Mystoura “Misty” Afolabi, a real estate agent in the Los Angeles area, was working with a young family for more than a year, trying to find them a home. But every time they saw a house they liked, they were outbid.
Then in March, the couple decided to bid on a house even before they had a chance to see it.
The two-bedroom, two-bath property was listed at $585,000, well below market value – a tactic increasingly used to trigger bidding wars in a super-competitive, pandemic housing market.
The couple offered $620,000, or $35,000 above asking. Their offer was rejected.
“We couldn’t believe it,” says Afolabi, an agent for Redfin.
However, the homeowners, who had received 32 other offers, reached out to the five prospective buyers with the highest bids, including Afolabi’s clients, and asked them to come up with their best offer.
Having made the shortlist, the young couple, who have three kids, decided to see the house.
“We met with the seller’s families, and both families got along really well,” says Afolabi. “They loved the house even more.”
The couple sent in their next offer at $650,000 with reduced time frames on inspection, appraisal, and loans. They increased their down payment to 50% from the standard 10% to 20%. They also wrote a letter to the sellers highlighting the specific things they had loved about the house.
Challenges of buying a home during COVID
Everyone knows that buying a home is a challenging process. Lately, the market in many places is extremely competitive and getting outbid is a problem.
In the end, the couple beat out the competition, some of whom were investors and developers offering all cash.
Nearly three-quarters (74%) of offers written by Redfin agents in April faced bidding wars, according to the real estate brokerage. On average, every home sold in March had nearly five offers on it, according to the National Association of Realtors.
Stacy Levey, a real estate broker with William Raveis who primarily sells in Westchester County, New York, says the bidding wars this time around are different from boom times past. One of her clients paid $300,000 above asking on a house listed for $1.065 million.
“What is different is the people’s appetite to go crazy,” says Levey. “Now everyone’s like, ‘I don’t care that I’m overpaying. …. Just sign me up anyways.’”
The housing market continued to break records in April, as home prices rose 21% year-over-year and the median home-sale price soared to $348,500, according to a report by Redfin.
The report also found that 48% of homes sold for more than their list price, with the average home selling for 1.4% more than the asking price.
But be warned. “Winning is not everything if one goes way beyond budget,” says Lawrence Yun, the chief economist at the National Association of Realtors. “One should have normal cash flow left over.”
Here are tips to win a bidding war, and some notes of caution:
Getting preapproved for a mortgage is an important first step in the home-buying process because it gives you an idea of how much you can borrow and how much home you can afford.

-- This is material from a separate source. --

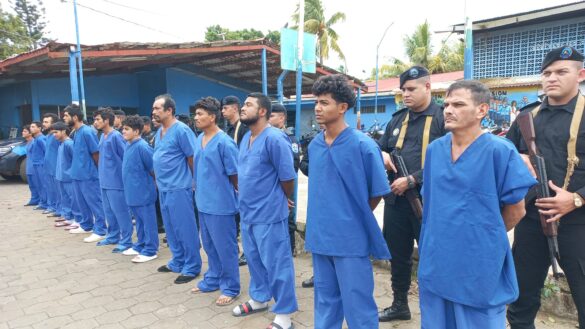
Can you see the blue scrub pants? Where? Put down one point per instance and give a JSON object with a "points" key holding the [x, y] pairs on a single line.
{"points": [[344, 287], [118, 218], [182, 234], [34, 190], [218, 235], [66, 189], [40, 181], [146, 229], [439, 313], [89, 201], [272, 274], [52, 188]]}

The process could even shed light on potential problems that could prevent you from getting a mortgage so you can address those issues before purchasing a home.
“It also shows the seller and their real estate agent that you’re a serious potential buyer who obtains the borrowing power to back up a purchase offer,” says Andy Taylor, general manager of Credit Karma Home. “You’ve basically done everything that would typically go into getting the real loan.”

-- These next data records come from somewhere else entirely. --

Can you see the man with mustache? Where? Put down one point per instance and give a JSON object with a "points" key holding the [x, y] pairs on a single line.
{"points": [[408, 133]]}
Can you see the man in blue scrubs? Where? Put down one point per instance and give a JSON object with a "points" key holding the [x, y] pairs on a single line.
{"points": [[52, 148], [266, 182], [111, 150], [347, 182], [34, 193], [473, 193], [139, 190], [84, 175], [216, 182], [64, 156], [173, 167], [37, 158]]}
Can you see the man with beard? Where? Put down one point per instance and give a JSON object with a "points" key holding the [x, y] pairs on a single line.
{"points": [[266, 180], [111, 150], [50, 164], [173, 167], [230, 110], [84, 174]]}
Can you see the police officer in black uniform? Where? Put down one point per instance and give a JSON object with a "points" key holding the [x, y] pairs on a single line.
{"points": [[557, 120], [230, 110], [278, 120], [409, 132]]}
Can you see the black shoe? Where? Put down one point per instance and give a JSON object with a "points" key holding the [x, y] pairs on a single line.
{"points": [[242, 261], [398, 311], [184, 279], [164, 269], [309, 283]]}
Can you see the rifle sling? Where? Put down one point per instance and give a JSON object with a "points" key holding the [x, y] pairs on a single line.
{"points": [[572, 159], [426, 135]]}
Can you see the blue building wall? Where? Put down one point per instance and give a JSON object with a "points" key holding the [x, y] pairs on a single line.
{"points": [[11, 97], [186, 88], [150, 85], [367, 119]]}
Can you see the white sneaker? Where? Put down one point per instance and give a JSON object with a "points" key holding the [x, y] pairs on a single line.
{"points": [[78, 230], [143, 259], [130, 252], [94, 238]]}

It is important to research what homes are selling for in the market and if your budget is realistic. It might mean looking at home prices below your budget so that when they eventually get bid up, you can still afford it.
Think through exactly what your budget is.
“What are your must-haves? What are your nice-to-haves?’ says Daryl Fairweather, the chief economist for Redfin. “How much do you value different pieces of a home? How much are you willing to pay for more square footage versus a bigger backyard?”
Be prepared to present as complete a memo as you can when you make an offer, with the names of your lawyer, home inspector and pool inspector and a note that they’re ready to go. Shortening times for the various steps in a home inspection will go a long way in making your offer attractive to a seller.
“You should say in your memo, ‘I’m going to inspect your pool with let’s say, Sunrise Pools and, here’s a date. I already have an appointment. If you pick me, I’ll have an inspection tomorrow morning so I can sign a contract quickly,” Levey says.
Gone are the days when buyers were renegotiating on everything, says Levey.
Now it’s reserved only for issues involving structural damage.
“If a pool is leaking, we’re going to discuss it. If the septic is no longer functioning, we’ll have to discuss it, or if there’s mold in the house, it will have to be taken care of,” says Levey. “But you can’t bring up a broken window. You should have seen that before you made the offer..”
The terms are as important as the price itself. The more flexible you can be with the closing date, the better you will look in comparison to other potential buyers.
Often the sellers are in the process of buying a home themselves. It helps to be flexible around move dates.
“I know buyers who offered the homeowners rent-free stay for two months while they found a new home,” says Levey.
“Be aware that it’s easy to get swept up in a really competitive market, so try not to fall in love too quickly because that can lead you to do something irrational,” says Fairweather. “Stick to what your budget was. You don’t want to pay more than what you can afford.”
Pace yourself Fairweather advises. “If you are unsuccessful, and keep losing out on bidding wars, it might be a good idea to take a break, reset and go in with fresh eyes.”